151. Mrs. Jones is 32 years older than her daughter. Six years ago, she was exactly three times as old as her daughter. What are the correct ages of
Mrs. Jones and her daughter?

Mrs. Jones is 54; her daughter is 22. Let the daughter's age = x and Mrs. Jones age = 32 + x. Then, 6 years ago: 32 + x - 6 = 3(x - 6) 26 + x = 3x - 18 2x = 44 x = 22 32 + x = 54 (Mrs. Jones) x = 22 (daughter).

152. If each of the letters below is represented by a number between 1 and 9
inclusive, and no letter shares the same value as a different letter, can you determine the values of the letters A and E in this subtraction problem?

A B C D E

- __E G H I A__

Q B Z A

A = 9 and E = 8. We know from the left-hand column that A must be greater than E by one unit since nothing is left over (zero) after E is subtracted from A (one unit was borrowed from A to be used in the next column.) We know from the right-hand column that E must be an even number since A + A = E. Here are the possibilities: E: 2, 4, 6, 8 A: 6, 7, 8, 9 Only E = 8 and A = 9 meet the requirement that A is one unit greater than E.
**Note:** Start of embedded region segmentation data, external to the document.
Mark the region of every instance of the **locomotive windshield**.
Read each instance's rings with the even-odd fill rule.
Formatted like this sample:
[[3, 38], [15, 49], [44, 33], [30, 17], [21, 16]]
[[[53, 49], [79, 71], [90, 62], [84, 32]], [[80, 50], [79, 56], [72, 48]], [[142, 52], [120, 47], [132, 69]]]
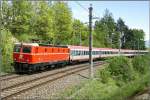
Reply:
[[31, 52], [31, 47], [23, 47], [23, 53], [30, 53]]
[[15, 45], [14, 52], [20, 52], [21, 46]]

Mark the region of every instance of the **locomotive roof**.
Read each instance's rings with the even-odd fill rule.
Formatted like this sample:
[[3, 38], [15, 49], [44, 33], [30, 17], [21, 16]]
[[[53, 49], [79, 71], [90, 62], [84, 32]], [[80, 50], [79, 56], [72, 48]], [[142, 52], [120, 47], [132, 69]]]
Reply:
[[53, 45], [53, 44], [39, 44], [39, 46], [68, 48], [68, 46], [65, 46], [65, 45]]
[[37, 43], [15, 43], [15, 45], [39, 46]]

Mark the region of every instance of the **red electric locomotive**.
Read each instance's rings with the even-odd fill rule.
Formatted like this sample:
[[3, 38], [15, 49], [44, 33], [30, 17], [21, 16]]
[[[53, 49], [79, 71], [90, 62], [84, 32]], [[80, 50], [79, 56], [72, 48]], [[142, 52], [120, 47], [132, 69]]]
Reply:
[[69, 52], [66, 46], [17, 43], [13, 52], [14, 69], [16, 72], [32, 72], [64, 64], [69, 61]]
[[[119, 56], [136, 56], [147, 53], [146, 50], [125, 50], [112, 48], [93, 48], [93, 59]], [[54, 46], [37, 43], [17, 43], [13, 53], [16, 72], [43, 70], [51, 65], [89, 60], [89, 48], [85, 46]]]

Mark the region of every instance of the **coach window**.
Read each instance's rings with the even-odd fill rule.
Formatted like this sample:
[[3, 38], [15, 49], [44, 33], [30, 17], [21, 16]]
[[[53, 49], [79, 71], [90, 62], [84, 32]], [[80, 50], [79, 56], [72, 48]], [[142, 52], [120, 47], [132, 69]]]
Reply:
[[14, 47], [14, 52], [20, 52], [20, 48], [21, 48], [20, 46], [15, 46]]
[[23, 47], [23, 53], [30, 53], [31, 47]]

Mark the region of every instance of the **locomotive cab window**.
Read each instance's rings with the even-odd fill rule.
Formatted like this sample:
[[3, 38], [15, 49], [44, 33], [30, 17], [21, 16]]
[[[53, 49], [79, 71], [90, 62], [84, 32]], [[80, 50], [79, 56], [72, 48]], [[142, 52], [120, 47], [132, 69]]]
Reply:
[[30, 53], [31, 52], [31, 47], [23, 47], [23, 53]]
[[14, 47], [14, 52], [20, 52], [21, 47], [20, 46], [15, 46]]

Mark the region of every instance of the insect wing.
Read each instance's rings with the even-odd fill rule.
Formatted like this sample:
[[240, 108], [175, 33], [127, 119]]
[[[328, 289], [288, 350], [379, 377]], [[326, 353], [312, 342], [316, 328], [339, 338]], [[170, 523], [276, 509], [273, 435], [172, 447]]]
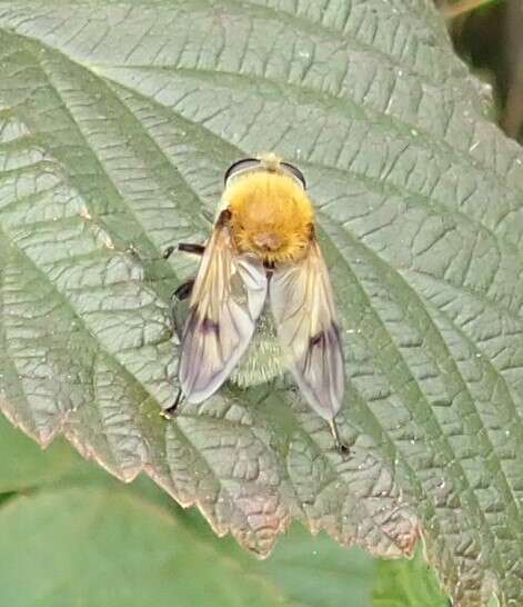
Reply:
[[262, 261], [235, 255], [229, 227], [219, 219], [194, 281], [182, 336], [179, 379], [190, 402], [205, 400], [230, 376], [249, 346], [265, 298]]
[[328, 269], [315, 240], [300, 262], [274, 270], [269, 293], [289, 369], [309, 405], [332, 421], [343, 400], [343, 350]]

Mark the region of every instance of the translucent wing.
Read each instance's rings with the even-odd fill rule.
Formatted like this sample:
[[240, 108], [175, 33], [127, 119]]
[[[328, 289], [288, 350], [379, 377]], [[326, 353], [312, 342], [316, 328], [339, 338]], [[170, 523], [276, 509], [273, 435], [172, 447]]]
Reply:
[[309, 405], [332, 421], [343, 400], [343, 351], [329, 273], [315, 240], [300, 262], [274, 270], [269, 297], [290, 371]]
[[265, 302], [263, 263], [235, 255], [228, 217], [223, 211], [205, 247], [183, 330], [179, 378], [190, 402], [205, 400], [230, 376]]

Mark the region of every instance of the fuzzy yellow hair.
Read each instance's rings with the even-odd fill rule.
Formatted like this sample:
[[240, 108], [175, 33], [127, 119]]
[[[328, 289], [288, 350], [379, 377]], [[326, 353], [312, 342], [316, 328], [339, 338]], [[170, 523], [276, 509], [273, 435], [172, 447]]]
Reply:
[[240, 252], [269, 263], [300, 259], [313, 233], [314, 211], [305, 191], [278, 172], [240, 176], [225, 190], [231, 230]]

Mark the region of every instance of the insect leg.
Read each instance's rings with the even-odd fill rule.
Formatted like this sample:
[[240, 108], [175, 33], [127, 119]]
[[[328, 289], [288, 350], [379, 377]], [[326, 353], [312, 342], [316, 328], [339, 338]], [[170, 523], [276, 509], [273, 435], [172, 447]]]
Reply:
[[349, 457], [351, 450], [343, 440], [340, 439], [340, 434], [338, 432], [338, 426], [334, 419], [331, 419], [328, 421], [329, 427], [331, 429], [332, 438], [334, 439], [334, 445], [336, 447], [336, 450], [345, 458]]
[[191, 297], [192, 288], [194, 286], [194, 279], [188, 280], [180, 285], [178, 289], [171, 296], [171, 312], [172, 312], [172, 322], [174, 325], [174, 332], [178, 336], [178, 339], [182, 339], [183, 334], [183, 320], [180, 318], [179, 306], [181, 301], [184, 301], [188, 297]]
[[167, 409], [163, 409], [160, 415], [164, 417], [165, 419], [171, 419], [172, 416], [177, 414], [178, 406], [180, 405], [182, 400], [183, 400], [183, 392], [181, 388], [178, 388], [178, 395], [177, 395], [177, 398], [174, 399], [174, 402]]
[[174, 246], [174, 245], [171, 245], [171, 247], [168, 247], [164, 251], [163, 251], [163, 259], [169, 259], [171, 257], [171, 255], [175, 251], [175, 250], [179, 250], [179, 251], [183, 251], [183, 252], [189, 252], [189, 253], [193, 253], [193, 255], [198, 255], [199, 257], [201, 257], [204, 251], [205, 251], [205, 247], [203, 245], [195, 245], [193, 242], [180, 242], [180, 245]]

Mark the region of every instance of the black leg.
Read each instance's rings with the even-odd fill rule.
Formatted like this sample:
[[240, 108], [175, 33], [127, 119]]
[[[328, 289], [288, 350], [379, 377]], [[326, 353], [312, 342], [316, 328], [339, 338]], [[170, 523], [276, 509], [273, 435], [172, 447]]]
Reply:
[[178, 247], [175, 246], [168, 247], [163, 251], [163, 255], [162, 255], [163, 259], [169, 259], [177, 249], [179, 251], [198, 255], [199, 257], [201, 257], [205, 251], [205, 247], [203, 245], [195, 245], [193, 242], [180, 242]]
[[328, 421], [328, 424], [331, 429], [332, 438], [334, 439], [336, 450], [343, 456], [343, 459], [349, 458], [351, 449], [340, 439], [336, 422], [334, 421], [334, 419], [332, 419], [331, 421]]
[[167, 409], [163, 409], [160, 415], [164, 417], [165, 419], [171, 419], [173, 416], [177, 415], [178, 406], [180, 405], [182, 400], [183, 400], [183, 392], [181, 388], [178, 388], [178, 395], [177, 395], [177, 398], [174, 399], [174, 402]]
[[180, 242], [180, 245], [178, 245], [178, 250], [202, 257], [202, 255], [205, 252], [205, 247], [203, 245], [194, 245], [192, 242]]
[[179, 306], [181, 301], [184, 301], [185, 299], [191, 297], [193, 287], [194, 279], [191, 278], [191, 280], [188, 280], [187, 282], [183, 282], [183, 285], [180, 285], [180, 287], [178, 287], [178, 289], [171, 296], [172, 324], [174, 326], [174, 332], [177, 334], [180, 341], [183, 335], [184, 319], [182, 319], [178, 314]]

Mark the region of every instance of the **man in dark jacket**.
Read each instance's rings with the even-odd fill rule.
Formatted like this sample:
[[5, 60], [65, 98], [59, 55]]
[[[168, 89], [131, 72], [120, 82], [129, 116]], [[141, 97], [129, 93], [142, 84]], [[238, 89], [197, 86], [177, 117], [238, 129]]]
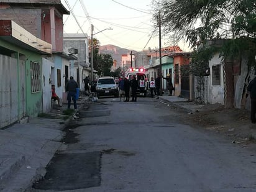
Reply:
[[164, 77], [163, 79], [167, 80], [167, 89], [169, 91], [169, 96], [173, 95], [173, 85], [170, 74], [167, 74], [167, 77]]
[[250, 81], [247, 86], [247, 91], [250, 98], [250, 120], [252, 123], [256, 123], [256, 77]]
[[124, 101], [130, 101], [130, 81], [126, 78], [124, 79], [124, 93], [126, 94], [126, 100]]
[[85, 78], [83, 79], [83, 82], [85, 83], [85, 95], [89, 95], [89, 80], [88, 76], [86, 76]]
[[77, 106], [76, 106], [76, 88], [78, 88], [78, 85], [74, 80], [74, 78], [73, 76], [70, 76], [70, 80], [68, 81], [66, 85], [66, 92], [68, 91], [68, 96], [66, 99], [68, 99], [68, 109], [70, 108], [71, 104], [71, 99], [72, 99], [73, 101], [74, 102], [74, 109], [75, 111], [76, 111]]
[[130, 81], [130, 88], [132, 88], [132, 101], [137, 101], [137, 89], [138, 88], [139, 85], [138, 81], [136, 80], [135, 77], [134, 75], [131, 76], [131, 80]]
[[157, 94], [160, 95], [160, 77], [159, 75], [157, 75], [157, 77], [155, 78], [155, 90], [157, 91]]

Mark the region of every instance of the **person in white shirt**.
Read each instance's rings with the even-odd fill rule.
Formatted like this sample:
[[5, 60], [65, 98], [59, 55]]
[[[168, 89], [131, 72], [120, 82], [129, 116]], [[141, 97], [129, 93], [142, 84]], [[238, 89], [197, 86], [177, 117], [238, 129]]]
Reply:
[[144, 89], [145, 89], [145, 80], [143, 79], [142, 76], [140, 78], [140, 80], [139, 81], [139, 86], [140, 87], [140, 94], [144, 95]]
[[155, 92], [155, 84], [153, 77], [152, 77], [150, 81], [149, 81], [149, 88], [150, 89], [151, 97], [153, 98], [153, 91], [154, 92], [155, 95], [157, 94], [157, 93]]

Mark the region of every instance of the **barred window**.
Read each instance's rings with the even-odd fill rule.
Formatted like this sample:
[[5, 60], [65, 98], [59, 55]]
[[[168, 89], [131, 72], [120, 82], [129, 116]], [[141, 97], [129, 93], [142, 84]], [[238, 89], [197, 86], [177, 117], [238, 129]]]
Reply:
[[59, 69], [57, 69], [57, 86], [58, 87], [60, 87], [62, 86], [61, 71]]
[[31, 92], [37, 93], [41, 91], [41, 70], [40, 63], [38, 62], [30, 62], [31, 72]]
[[221, 65], [213, 65], [213, 85], [221, 85]]
[[179, 84], [179, 64], [175, 64], [175, 84]]

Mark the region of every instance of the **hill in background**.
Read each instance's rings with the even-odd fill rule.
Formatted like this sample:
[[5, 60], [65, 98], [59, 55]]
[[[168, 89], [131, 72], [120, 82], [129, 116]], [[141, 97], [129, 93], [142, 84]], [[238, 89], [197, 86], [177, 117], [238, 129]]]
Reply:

153. If 4 oranges and 6 apples cost $1.30, and 6 oranges and 4 apples cost $1.20, how many oranges can you buy for $1.00?

10, (oranges cost $.10 each).

154. Jim, Jack and Joe had collected baseball cards for years and each had
the same number of cards. They decided to sell them together. Each sold half of what he had in the first hour. Then they had a few more sales
at their booth before closing. Jack had one-fourth of his originals left, Jim had one-half of his originals and Joe had two left, one-eighth of his originals.
How many did they start out with together?

48. If Joe had 2 left, which is one-eighth of his originals, then he had 2 x 8 originally or 16. Since they all had the same amount to start with, then 3 x 16 = 48.

155. Can you determine how this sequence of numbers is arranged?

2 3
6 7
1 9
4 5 8

Spell out each of the numbers and you will find that the sequence is in reverse alphabetical order.

156. At a party, 1/5 of the people departed early. Later, 1/3 of the
remaining guests departed. Much later, 3/4 of those guests departed. If two people were left, how many people were originally at the party?

15. When 1/5 left, 4/5 of the people remained. When 1/3 left, 2/3 of 4/5 remained. When 3/4 of the remaining people left, 1/4 of 2/3 or 4/5 remained. 1/4 x 2/3 x 4/5 = 8/60 = 2/15. Since there were two people left, there were originally 15 people.

157. If 6 puzzle makers can compose nine puzzles in a day and a half, how many puzzle makers does it take to compose 270 puzzles in thirty days?

Nine puzzle makers. Each puzzler can compose one puzzle per day.

158. A farmer goes to the market with $100 cash. He has to buy exactly 100 animals. There are cows, geese and chicken for sale. A cow costs $15, a goose is $1 and a chicken
costs $0.25. He has to buy at least one of each animal and has to spend all his money. What does the farmer buy?

3 cows, 41 geese and 56 chicken.

159. You bought 2 antique lamps for $50 each. Later, you were offered $60
for one and you sold it, changed your mind when you saw its duplicate being sold for more, and bought it back for $70. You then sold it for $80. The
first one didn't sell at all so you reduced it by 10% below what you originally paid and managed to sell it. Did you make or lose money on the deal, and
how much?

You made $15. You must treat each transaction separately, then just add the profits and loses. The fact that you bought and sold the same lamp twice is irrelevant.

160. You have 1,432 feet of fence that must be strung out in a straight line.
A fence post must be placed for every 4 feet of fence, so how many fence posts will be needed?

359. If you answered 358, you must remember that the fence must begin and end with a post, dividing 1,432 by 4 leaves one end without a post.